“To improve is to change; to be perfect is to change often.” - -- Winston Churchill
Business Process Management (BPM) is about managing change to improve business processes, in which it works hand-in-hand with Organizational Change Management (OCM). BPM offers a single standard in taking care of: Process Modeling, Simulation, Workflow, Enterprise Application Integration (EAI), and Business-to-Business (B2B) integration.
Even though the terminology might sound new, all the above-mentioned processes have been around for decades. Business Process Management however, offers a standard for a complete process lifecycle in controlling and guiding the design and execution of business processes. One cannot manage a change process in an ad-hoc manner. Business modelling and execution language standards are much in need, during an organizational change.
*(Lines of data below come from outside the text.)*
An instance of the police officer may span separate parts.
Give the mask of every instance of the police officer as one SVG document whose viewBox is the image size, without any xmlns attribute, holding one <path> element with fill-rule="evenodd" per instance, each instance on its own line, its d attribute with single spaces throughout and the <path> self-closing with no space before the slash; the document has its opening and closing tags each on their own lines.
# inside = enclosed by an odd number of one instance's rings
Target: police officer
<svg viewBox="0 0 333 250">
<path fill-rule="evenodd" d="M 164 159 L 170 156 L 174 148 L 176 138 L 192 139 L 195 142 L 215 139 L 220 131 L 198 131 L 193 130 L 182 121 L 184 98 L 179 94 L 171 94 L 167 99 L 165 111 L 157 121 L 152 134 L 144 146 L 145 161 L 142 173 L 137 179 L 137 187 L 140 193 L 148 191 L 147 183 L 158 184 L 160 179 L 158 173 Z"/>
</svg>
In modelling a business process flow, we simply model the events that transpire to start a process, the processes that get executed, and the end results of the process flow. The process flow of course can contain sub-processes.
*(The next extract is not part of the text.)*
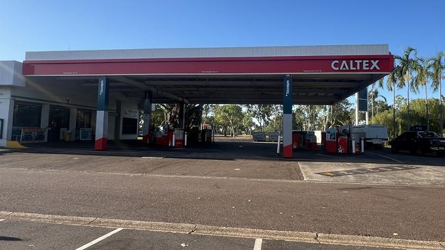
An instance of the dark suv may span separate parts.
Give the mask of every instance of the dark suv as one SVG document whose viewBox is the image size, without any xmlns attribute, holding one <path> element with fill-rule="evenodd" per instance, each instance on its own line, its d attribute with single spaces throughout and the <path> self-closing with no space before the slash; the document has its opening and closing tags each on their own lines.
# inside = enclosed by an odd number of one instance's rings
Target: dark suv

As you continue down the path of business analysis, you can identify accountabilities and responsibilities, as well as KPIs. For BPM to achieve the set KPIs, the value provided for the client/customer as to be critical and primary. Successfully using BPM usually involves a few steps to be taken:
- Focusing and organizing the process around outcomes not tasks, so not to be derailed from the main objective.
- Being proactive in correcting and improving processes, through deployment of Continual Service/Process Improvement, before theoretically automating them.
- Establishing processes, as well as communication of the processes and assigning ownership to ascertain the quality and integrity of the work.
- Standardization of all processes across the enterprise so they can be more readily understood and managed, errors reduced, and risks alleviated.
- Enabling and encouraging continuous change so the improvements can applied over time.
- Improving existing processes.
- BPM and OCM are not a one-time exercise. Both should be the core of Continual Service Improvement (CSI) initiative, involved in a continuous evaluation of the processes and included in taking actions to improve the total flow and efficiency of processes.